在試飛總監這個崗位上,鄧小洪一口氣又干了兩年多。在此期間,經他手一共交付了100架A320飛機。“對于我這個崗位,空客考核的關鍵績效指標(KPI)主要有兩個:一個是準時交付率,第二個是質量完好率。很幸運,我擔任試飛總監期間,兩個指標全是百分之百。空客有三個總裝廠,圖盧茲一個,漢堡一個,天津一個。此前,三個總裝廠從來沒有出現兩個指標都是百分之百的情況。我一下子干出兩個百分之百,而且不是一個月兩個月,不是一年,而是兩年多,這讓我覺得非常自豪。”
如今,在鄧小洪辦公室的櫥窗里,擺放著一件紀念品。這是一個空客A320飛機垂尾的模型,上面有一段文字:“Deng Xiaohong, On the occasion of the 100th Aircraft Handover to the Dlivery Centre,we would like to thank you for your appreciable performance as Director of the Airbus Tianjin Flight Line . Your name stands for on time and on-quality.(鄧小洪,在完成第100架飛機交付的特殊時刻,我們非常感謝您作為試飛總監的貢獻,您的名字代表著按時、按質交付飛機)”
還是想搞中國的大飛機
2012年,在空客天津工作了4年多時間后,鄧小洪再一次迎來人生的重大轉折——他從津門南下上海,加入中國商飛,成為中國大飛機隊伍的一員。
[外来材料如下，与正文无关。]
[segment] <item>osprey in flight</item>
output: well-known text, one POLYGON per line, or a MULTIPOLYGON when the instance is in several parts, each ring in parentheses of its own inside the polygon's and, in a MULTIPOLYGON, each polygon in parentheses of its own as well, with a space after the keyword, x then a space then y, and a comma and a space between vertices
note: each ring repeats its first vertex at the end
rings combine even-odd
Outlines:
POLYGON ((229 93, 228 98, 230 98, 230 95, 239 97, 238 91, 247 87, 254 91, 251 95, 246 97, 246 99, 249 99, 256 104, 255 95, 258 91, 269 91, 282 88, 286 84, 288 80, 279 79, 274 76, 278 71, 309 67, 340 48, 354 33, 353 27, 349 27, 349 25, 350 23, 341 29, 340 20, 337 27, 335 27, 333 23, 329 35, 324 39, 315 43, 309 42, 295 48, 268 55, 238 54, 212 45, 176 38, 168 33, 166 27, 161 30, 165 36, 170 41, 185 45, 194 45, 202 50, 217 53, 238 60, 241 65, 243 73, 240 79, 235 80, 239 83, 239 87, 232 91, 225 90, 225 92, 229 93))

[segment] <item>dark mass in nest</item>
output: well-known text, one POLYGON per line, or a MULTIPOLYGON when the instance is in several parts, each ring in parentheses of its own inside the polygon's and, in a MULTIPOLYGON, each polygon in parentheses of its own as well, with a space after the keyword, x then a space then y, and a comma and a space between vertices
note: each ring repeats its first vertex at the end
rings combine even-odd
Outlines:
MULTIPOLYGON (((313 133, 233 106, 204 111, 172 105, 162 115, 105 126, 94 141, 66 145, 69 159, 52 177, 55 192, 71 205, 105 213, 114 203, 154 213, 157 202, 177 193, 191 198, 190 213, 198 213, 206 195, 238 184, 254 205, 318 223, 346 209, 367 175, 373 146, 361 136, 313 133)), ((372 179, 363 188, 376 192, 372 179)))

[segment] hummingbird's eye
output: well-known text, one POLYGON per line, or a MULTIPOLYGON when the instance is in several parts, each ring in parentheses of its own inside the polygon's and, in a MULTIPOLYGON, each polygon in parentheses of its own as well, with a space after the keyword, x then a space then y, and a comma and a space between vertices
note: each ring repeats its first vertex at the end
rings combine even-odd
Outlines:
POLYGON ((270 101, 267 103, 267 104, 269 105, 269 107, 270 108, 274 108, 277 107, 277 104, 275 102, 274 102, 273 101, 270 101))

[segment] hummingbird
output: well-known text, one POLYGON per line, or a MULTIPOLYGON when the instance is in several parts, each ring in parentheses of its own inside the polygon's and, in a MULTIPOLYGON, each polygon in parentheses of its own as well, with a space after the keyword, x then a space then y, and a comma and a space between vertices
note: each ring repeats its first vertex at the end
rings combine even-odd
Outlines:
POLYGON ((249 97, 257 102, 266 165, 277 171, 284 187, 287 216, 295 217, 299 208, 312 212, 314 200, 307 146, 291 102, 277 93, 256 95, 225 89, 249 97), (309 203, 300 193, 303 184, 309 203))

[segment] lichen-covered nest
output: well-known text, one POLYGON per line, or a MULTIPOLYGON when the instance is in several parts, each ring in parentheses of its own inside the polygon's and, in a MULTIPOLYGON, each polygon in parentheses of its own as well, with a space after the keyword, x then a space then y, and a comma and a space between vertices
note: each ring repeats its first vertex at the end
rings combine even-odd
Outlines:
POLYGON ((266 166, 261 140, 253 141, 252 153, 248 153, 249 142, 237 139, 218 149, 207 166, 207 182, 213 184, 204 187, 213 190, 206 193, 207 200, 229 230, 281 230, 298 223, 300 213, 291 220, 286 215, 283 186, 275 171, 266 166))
如果說前一次跳槽,是為了見識一下“巨無霸”是怎么干的,同時收入也增加不少。那么,這一次跳槽是為了什么?
“實際上,作出這個決定也不容易。我的一些同事,不管是中國人還是外國人,都感到很吃驚,家人也有一些想法。畢竟在空客干得挺不錯,各方面關系都理順了。但是,我心里還是想為中國人自己的大飛機出點力,我們航空人大多有一種報國情懷。另外,我想換個環境再挑戰一下。那時候,我手上已經交付了100架飛機,再交付200架、300架,也就是那樣,好像缺乏點挑戰性。”

2012年9月,鄧小洪加入中國商飛公司,擔任新成立的試飛中心副總工程師。當時,試飛中心剛組建不久,人馬不齊,萬事待興。“那個時候,ARJ21基本在閻良飛,試飛中心去了一部分保障人員,主要做一些輔助性工作。C919的交付還早,整個中心的工作不多。這個時候,正好可以下大力氣抓隊伍建設。于是,我向中心領導提出一個設想,能否參照空客的培訓和資質授權體系對員工進行培訓。這個設想得到中心領導的支持,并決定由我具體組織實施。”
“在培訓組織方面,我是有經驗的,在空客的時候就干過。我找了幾個人,進行課程設置和教材編制。培訓老師一部分是商飛內部的專家,制造、研發、客服各個部門都有,還有一些老師是從外部機構聘請的。2012年,我們跟廈門太古進行了聯合培訓,主要有兩種模式:一種是基礎理論培訓,請他們派老師過來,這樣可以節省一些差旅費;另一種是實操培訓,我們當時不具備條件,就分批派人去學。這樣前后花了一年多時間,基本上把第一批人培訓了一遍。和空客一樣,我們的培訓也要進行嚴格的考試,并根據考試結果和工作表現進行授權。當時,第一批學員中拿到授權的也就十幾個人。這些人后來大都成為各個部門的骨干。”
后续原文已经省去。